HybridNeRF: Efficient Neural Rendering via Adaptive Volumetric Surfaces
Haithem Turki, Vasu Agrawal, Samuel Rota Bulò, Lorenzo Porzi, Peter Kontschieder, Deva Ramanan, Michael Zollhöfer, Christian Richardt
TL;DR
HybridNeRF tackles the slow rendering of neural radiance fields by introducing a hybrid surface–volume representation that predominantly renders scenes as surfaces while handling challenging regions volumetrically. The method replaces a global surfaceness parameter with a spatially adaptive $\\beta(\\boldsymbol{x})$, enabling most of the scene to be rendered with few samples, and uses a VolSDF-inspired density coupled with an Eikonal regularization to maintain surface quality.
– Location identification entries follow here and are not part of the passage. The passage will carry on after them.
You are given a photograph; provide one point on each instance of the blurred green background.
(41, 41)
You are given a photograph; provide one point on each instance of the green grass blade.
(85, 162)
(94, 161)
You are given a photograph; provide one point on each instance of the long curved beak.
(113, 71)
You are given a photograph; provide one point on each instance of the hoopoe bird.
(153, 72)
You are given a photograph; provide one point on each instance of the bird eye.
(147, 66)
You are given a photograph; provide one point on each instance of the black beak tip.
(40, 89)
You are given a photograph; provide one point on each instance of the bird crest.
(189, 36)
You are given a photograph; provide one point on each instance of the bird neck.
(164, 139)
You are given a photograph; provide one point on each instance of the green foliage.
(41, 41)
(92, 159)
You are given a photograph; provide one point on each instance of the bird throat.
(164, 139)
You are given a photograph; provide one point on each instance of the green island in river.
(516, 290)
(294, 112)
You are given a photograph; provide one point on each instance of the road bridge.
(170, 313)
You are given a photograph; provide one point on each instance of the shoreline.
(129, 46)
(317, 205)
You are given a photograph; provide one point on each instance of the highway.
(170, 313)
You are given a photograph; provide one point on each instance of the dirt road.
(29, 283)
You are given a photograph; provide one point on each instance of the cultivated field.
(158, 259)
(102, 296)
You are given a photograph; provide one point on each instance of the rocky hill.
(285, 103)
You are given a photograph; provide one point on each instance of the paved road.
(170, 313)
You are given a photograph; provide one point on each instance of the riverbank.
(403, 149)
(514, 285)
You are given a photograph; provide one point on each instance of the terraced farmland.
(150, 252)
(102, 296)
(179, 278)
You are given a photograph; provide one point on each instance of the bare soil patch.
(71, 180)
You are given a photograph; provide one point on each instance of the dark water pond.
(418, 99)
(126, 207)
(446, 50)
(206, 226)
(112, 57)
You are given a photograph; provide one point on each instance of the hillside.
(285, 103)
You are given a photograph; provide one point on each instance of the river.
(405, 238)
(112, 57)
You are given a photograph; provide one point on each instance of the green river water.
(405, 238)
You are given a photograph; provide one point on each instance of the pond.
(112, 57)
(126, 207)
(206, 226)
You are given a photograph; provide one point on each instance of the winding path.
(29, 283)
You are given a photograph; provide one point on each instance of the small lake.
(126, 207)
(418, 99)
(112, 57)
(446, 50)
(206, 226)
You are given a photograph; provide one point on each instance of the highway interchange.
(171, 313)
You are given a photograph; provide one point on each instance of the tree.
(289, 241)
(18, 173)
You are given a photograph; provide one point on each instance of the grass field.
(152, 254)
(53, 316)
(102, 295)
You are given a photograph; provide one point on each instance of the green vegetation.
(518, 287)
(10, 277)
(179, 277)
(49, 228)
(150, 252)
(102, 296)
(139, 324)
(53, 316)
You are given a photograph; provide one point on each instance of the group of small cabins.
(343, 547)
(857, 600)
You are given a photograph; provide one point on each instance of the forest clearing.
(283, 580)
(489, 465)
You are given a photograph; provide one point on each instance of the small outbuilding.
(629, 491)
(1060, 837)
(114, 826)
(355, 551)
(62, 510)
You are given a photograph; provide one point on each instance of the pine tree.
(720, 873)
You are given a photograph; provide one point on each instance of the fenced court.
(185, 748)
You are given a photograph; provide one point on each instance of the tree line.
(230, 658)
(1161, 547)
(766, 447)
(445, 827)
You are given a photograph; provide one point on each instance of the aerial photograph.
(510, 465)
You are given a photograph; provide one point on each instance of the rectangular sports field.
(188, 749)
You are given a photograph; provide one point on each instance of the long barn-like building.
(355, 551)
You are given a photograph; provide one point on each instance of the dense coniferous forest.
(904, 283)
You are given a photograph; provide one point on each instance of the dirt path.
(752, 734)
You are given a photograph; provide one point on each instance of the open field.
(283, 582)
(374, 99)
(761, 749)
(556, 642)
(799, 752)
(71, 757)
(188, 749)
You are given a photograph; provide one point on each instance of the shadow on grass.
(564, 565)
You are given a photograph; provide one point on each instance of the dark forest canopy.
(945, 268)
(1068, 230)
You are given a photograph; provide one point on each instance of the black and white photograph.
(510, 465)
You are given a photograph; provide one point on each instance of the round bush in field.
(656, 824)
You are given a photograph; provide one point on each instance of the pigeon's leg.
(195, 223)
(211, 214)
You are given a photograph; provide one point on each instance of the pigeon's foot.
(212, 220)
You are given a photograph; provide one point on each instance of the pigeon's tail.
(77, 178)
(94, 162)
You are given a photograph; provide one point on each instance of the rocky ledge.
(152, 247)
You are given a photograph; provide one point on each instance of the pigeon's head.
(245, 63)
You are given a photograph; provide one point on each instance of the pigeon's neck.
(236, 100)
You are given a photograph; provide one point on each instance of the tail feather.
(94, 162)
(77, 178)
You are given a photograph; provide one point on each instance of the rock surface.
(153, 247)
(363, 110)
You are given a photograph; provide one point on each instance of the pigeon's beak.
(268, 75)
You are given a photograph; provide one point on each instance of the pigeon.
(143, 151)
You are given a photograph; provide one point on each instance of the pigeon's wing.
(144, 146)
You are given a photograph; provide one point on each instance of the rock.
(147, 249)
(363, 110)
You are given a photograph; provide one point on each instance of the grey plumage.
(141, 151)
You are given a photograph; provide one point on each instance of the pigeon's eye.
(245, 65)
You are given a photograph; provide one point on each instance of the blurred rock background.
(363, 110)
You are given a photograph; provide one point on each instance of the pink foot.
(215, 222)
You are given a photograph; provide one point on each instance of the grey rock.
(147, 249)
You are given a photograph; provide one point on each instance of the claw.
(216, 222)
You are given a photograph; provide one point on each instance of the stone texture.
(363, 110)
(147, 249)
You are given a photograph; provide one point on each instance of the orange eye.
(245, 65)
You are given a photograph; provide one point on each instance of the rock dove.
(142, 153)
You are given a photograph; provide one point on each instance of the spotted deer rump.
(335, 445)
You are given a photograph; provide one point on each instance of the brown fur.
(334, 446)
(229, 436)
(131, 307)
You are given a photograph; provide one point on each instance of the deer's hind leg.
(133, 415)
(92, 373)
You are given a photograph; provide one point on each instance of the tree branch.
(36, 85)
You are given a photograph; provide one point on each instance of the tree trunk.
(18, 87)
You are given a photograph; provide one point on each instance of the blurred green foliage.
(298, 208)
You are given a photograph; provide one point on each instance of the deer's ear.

Finetuning includes proposal-network baking, MLP distillation, and distance-adjusted Eikonal loss, plus real-time rendering optimizations like texture-based features and sphere tracing, achieving VR-ready 2K×2K framerates and state-of-the-art quality on Eyeful Tower and other benchmarks. The results demonstrate a favorable speed–quality trade-off over existing real-time and hybrid methods, with practical implications for immersive applications while outlining memory and training-time limitations and future directions that may combine surface–volume advantages with fast splatting approaches.
Abstract
Neural radiance fields provide state-of-the-art view synthesis quality but tend to be slow to render. One reason is that they make use of volume rendering, thus requiring many samples (and model queries) per ray at render time. Although this representation is flexible and easy to optimize, most real-world objects can be modeled more efficiently with surfaces instead of volumes, requiring far fewer samples per ray. This observation has spurred considerable progress in surface representations such as signed distance functions, but these may struggle to model semi-opaque and thin structures. We propose a method, HybridNeRF, that leverages the strengths of both representations by rendering most objects as surfaces while modeling the (typically) small fraction of challenging regions volumetrically. We evaluate HybridNeRF against the challenging Eyeful Tower dataset along with other commonly used view synthesis datasets. When comparing to state-of-the-art baselines, including recent rasterization-based approaches, we improve error rates by 15-30% while achieving real-time framerates (at least 36 FPS) for virtual-reality resolutions (2Kx2K).